Ich hätte zu Hause bleiben sollen, dachte Ralph, glaubte es aber selbst nicht; dieser Tage war es noch schlimmer in seinem Apartment. Außerdem hatte er ein interessantes neues Buch in der - wie er sie neuerdings bezeichnete -Sandmännchenabteilung entdeckt: Patterns of Dreaming, von Dr. James A. Hall. Er schaltete die Deckenbeleuchtung selbst ein, was den Raum geringfügig weniger trostlos aussehen ließ, setzte sich an einen der vier langen, leeren Tische und war bald in seine Lektüre versunken.

Vor der Erkenntnis, daß REM-Schlaf und NREM-Schlaf verschiedene Stadien sind, schrieb Hall, führten Studien über Entzug eines bestimmten Schlafstadiums zu Dements Theorie (1960), wonach dieser Entzug… zur Desorganisation der wachen Persönlichkeitführt…

Mann, damit hast du aber recht, mein Freund, dachte Ralph. Man kann nicht mal eine Scheißpackung Cup-A-Soup finden, wenn man eine sucht.

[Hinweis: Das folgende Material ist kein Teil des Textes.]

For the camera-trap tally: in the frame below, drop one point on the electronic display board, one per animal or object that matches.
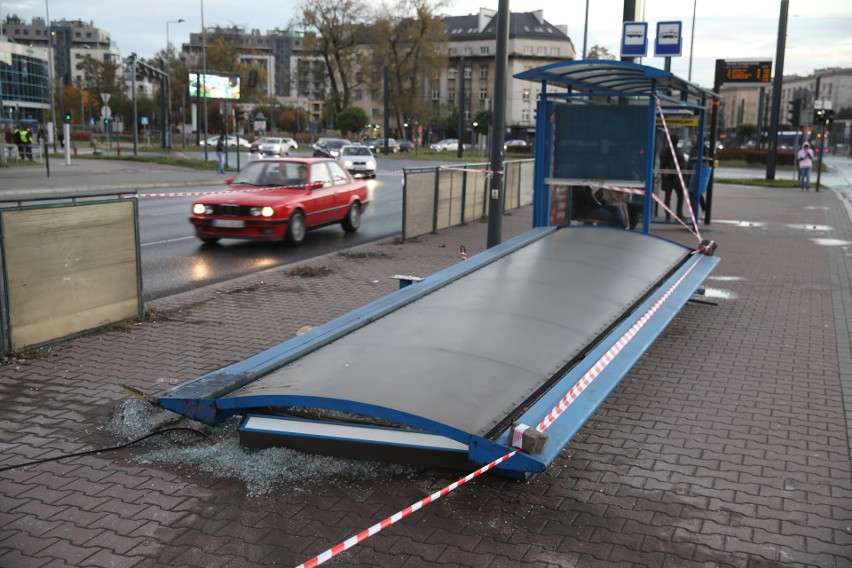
(217, 86)
(753, 72)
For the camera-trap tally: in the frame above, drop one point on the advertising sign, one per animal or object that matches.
(634, 39)
(669, 41)
(216, 86)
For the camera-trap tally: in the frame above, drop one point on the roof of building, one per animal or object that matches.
(613, 78)
(484, 26)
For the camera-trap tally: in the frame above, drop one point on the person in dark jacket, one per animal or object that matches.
(669, 181)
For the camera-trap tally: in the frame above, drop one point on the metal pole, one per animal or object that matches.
(692, 41)
(51, 70)
(460, 122)
(204, 75)
(777, 85)
(496, 196)
(386, 124)
(135, 110)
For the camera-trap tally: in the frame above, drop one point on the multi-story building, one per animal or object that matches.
(473, 38)
(470, 50)
(24, 83)
(72, 42)
(743, 104)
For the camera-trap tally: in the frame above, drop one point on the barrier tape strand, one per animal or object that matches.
(548, 421)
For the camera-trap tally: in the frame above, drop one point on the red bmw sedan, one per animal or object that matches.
(281, 199)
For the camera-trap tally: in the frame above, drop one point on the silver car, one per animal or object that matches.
(276, 146)
(358, 160)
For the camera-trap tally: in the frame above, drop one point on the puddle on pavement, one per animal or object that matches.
(809, 227)
(741, 223)
(831, 242)
(718, 294)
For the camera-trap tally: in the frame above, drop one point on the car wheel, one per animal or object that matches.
(353, 218)
(296, 228)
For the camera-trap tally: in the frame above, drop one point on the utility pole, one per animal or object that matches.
(496, 195)
(777, 84)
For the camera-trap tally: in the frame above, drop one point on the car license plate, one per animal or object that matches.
(229, 223)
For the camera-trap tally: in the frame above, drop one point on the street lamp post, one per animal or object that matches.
(169, 82)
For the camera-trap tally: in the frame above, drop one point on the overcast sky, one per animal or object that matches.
(819, 33)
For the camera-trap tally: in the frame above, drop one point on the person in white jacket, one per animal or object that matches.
(805, 158)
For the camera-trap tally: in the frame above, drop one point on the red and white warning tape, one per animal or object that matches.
(673, 151)
(474, 170)
(611, 353)
(552, 416)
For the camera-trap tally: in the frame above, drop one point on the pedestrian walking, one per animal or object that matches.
(805, 158)
(220, 154)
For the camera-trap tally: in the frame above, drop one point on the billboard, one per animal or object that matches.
(217, 86)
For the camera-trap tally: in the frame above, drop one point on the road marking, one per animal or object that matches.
(166, 241)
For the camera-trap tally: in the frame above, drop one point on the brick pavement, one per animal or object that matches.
(726, 445)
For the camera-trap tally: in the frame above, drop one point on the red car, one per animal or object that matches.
(280, 199)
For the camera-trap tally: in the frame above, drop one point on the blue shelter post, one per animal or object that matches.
(542, 164)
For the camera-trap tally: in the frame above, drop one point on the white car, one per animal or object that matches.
(451, 145)
(277, 146)
(358, 160)
(231, 141)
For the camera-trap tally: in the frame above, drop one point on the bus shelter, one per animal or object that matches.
(600, 124)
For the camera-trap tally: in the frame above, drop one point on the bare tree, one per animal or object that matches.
(336, 25)
(406, 37)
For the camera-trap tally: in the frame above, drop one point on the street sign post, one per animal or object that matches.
(669, 42)
(634, 39)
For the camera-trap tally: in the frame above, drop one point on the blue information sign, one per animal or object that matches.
(669, 41)
(634, 39)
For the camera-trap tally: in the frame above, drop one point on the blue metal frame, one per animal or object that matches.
(597, 78)
(203, 398)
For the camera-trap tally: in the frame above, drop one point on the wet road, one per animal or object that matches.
(173, 260)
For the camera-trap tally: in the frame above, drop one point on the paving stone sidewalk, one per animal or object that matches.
(726, 445)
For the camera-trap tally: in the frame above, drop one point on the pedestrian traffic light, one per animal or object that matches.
(794, 113)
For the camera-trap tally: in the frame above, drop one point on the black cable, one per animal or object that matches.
(113, 448)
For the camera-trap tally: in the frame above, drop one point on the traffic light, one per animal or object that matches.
(794, 112)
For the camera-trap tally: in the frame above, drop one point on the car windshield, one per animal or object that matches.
(269, 173)
(355, 151)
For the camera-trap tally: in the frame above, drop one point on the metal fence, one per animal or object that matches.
(440, 197)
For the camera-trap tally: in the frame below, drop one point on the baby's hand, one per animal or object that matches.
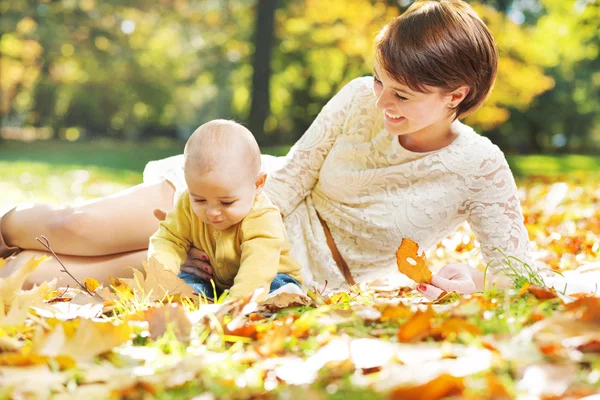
(197, 263)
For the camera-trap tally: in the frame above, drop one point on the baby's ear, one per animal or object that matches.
(260, 181)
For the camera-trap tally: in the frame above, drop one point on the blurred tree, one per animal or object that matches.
(264, 35)
(564, 39)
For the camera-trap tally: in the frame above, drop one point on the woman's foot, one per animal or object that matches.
(6, 250)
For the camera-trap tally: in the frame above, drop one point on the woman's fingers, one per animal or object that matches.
(159, 214)
(198, 272)
(459, 285)
(430, 292)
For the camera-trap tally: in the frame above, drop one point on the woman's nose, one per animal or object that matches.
(382, 101)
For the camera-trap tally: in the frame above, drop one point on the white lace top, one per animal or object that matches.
(372, 192)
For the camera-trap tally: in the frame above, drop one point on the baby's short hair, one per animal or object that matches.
(219, 141)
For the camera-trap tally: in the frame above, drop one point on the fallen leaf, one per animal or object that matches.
(159, 318)
(91, 284)
(284, 300)
(410, 263)
(455, 326)
(444, 385)
(395, 312)
(11, 286)
(541, 292)
(158, 282)
(90, 339)
(586, 308)
(417, 327)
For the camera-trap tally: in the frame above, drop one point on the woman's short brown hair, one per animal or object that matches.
(442, 44)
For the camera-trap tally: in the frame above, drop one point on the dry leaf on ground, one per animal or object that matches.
(158, 282)
(410, 263)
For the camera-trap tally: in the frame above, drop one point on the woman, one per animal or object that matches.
(386, 158)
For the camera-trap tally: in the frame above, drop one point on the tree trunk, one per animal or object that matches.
(264, 34)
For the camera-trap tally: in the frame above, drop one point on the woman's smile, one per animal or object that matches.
(393, 118)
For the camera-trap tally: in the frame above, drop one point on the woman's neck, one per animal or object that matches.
(429, 139)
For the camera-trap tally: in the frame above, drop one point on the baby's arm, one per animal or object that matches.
(263, 235)
(171, 242)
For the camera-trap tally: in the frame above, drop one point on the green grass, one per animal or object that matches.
(553, 165)
(133, 156)
(106, 153)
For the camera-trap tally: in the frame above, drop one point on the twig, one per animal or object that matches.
(46, 243)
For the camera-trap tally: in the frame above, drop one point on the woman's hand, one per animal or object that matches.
(197, 263)
(457, 277)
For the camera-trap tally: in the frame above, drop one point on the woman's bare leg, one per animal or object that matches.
(119, 223)
(100, 268)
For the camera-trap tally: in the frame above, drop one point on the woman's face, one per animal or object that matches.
(406, 111)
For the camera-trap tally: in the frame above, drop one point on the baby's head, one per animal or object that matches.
(222, 171)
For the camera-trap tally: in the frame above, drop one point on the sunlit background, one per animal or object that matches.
(92, 90)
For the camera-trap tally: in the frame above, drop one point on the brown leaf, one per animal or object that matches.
(10, 287)
(586, 308)
(444, 385)
(90, 339)
(417, 327)
(284, 300)
(394, 312)
(455, 326)
(410, 263)
(91, 284)
(158, 282)
(160, 317)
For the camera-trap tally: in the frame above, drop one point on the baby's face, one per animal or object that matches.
(222, 197)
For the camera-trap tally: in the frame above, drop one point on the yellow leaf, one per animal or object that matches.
(160, 317)
(89, 340)
(91, 284)
(417, 327)
(443, 386)
(158, 282)
(410, 263)
(12, 284)
(454, 326)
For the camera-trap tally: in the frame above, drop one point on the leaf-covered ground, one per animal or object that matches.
(146, 338)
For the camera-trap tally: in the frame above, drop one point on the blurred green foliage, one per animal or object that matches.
(135, 69)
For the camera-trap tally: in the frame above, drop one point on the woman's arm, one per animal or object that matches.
(289, 185)
(496, 217)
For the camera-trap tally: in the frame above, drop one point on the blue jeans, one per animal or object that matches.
(204, 287)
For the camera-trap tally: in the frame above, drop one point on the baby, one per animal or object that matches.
(224, 213)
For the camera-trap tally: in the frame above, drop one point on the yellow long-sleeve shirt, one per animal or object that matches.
(244, 257)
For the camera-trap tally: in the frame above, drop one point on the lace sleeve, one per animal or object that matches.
(495, 215)
(290, 184)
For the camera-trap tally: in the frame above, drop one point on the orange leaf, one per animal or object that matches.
(454, 326)
(417, 327)
(443, 386)
(410, 263)
(586, 308)
(542, 293)
(394, 312)
(159, 317)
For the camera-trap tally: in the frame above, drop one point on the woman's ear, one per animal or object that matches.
(260, 181)
(457, 96)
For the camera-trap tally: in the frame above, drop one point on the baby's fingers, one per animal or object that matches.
(198, 272)
(430, 292)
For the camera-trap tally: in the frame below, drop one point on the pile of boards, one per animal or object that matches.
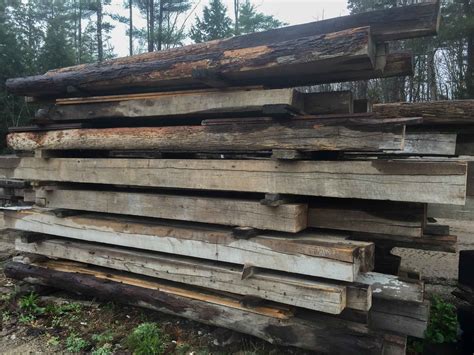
(197, 182)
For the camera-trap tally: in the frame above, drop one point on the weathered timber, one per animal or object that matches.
(398, 180)
(444, 243)
(463, 213)
(311, 134)
(283, 63)
(319, 333)
(400, 317)
(300, 292)
(434, 112)
(314, 254)
(392, 218)
(227, 211)
(391, 24)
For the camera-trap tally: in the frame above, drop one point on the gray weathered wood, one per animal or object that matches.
(228, 211)
(313, 254)
(413, 181)
(314, 331)
(391, 218)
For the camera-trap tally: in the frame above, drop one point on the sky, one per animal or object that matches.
(292, 12)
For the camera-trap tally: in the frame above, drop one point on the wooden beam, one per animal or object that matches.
(227, 211)
(434, 112)
(193, 103)
(444, 243)
(391, 218)
(318, 295)
(299, 134)
(315, 332)
(314, 254)
(399, 180)
(273, 65)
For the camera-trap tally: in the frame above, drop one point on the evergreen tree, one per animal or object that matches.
(215, 23)
(250, 20)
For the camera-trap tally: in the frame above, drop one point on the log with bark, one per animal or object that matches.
(282, 64)
(433, 113)
(319, 254)
(305, 133)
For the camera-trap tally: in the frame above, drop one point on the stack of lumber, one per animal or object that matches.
(198, 182)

… frühe Studien über Traumentzug führten auch zu der aufregenden Spekulation, daß es sich bei Schizophrenie um eine Störung handeln könnte, bei der Entzug des nächtlichen Träumens zu einem Durchbruch des Traumprozesses ins alltägliche wache Leben handeln könnte.

Ralph hatte die Ellbogen auf die Tischplatte gestützt, die geballten Fäuste an die Schläfen gestützt und kauerte mit gerunzelter Stirn und konzentriert zusammengezogenen Brauen über dem Buch. Er fragte sich, ob Hall, möglicherweise ohne es zu wissen, von den Auren sprach. Aber er hatte doch noch Träume, verdammt - und größtenteils ziemlich deutliche. Erst gestern hatte er einen gehabt, in dem er mit Lois Chasse im alten Derry-Pavillon getanzt hatte (der nicht mehr existierte; er war bei dem großen Sturm vor acht Jahren vernichtet worden, der den größten Teil der Innenstadt dem Erdboden gleichgemacht hatte). Er schien sie mit der Absicht ausgeführt zu haben, ihr einen Antrag zu machen, aber ausgerechnet Trigger Vachon hatte dauernd versucht, sich dazwischenzudrängen.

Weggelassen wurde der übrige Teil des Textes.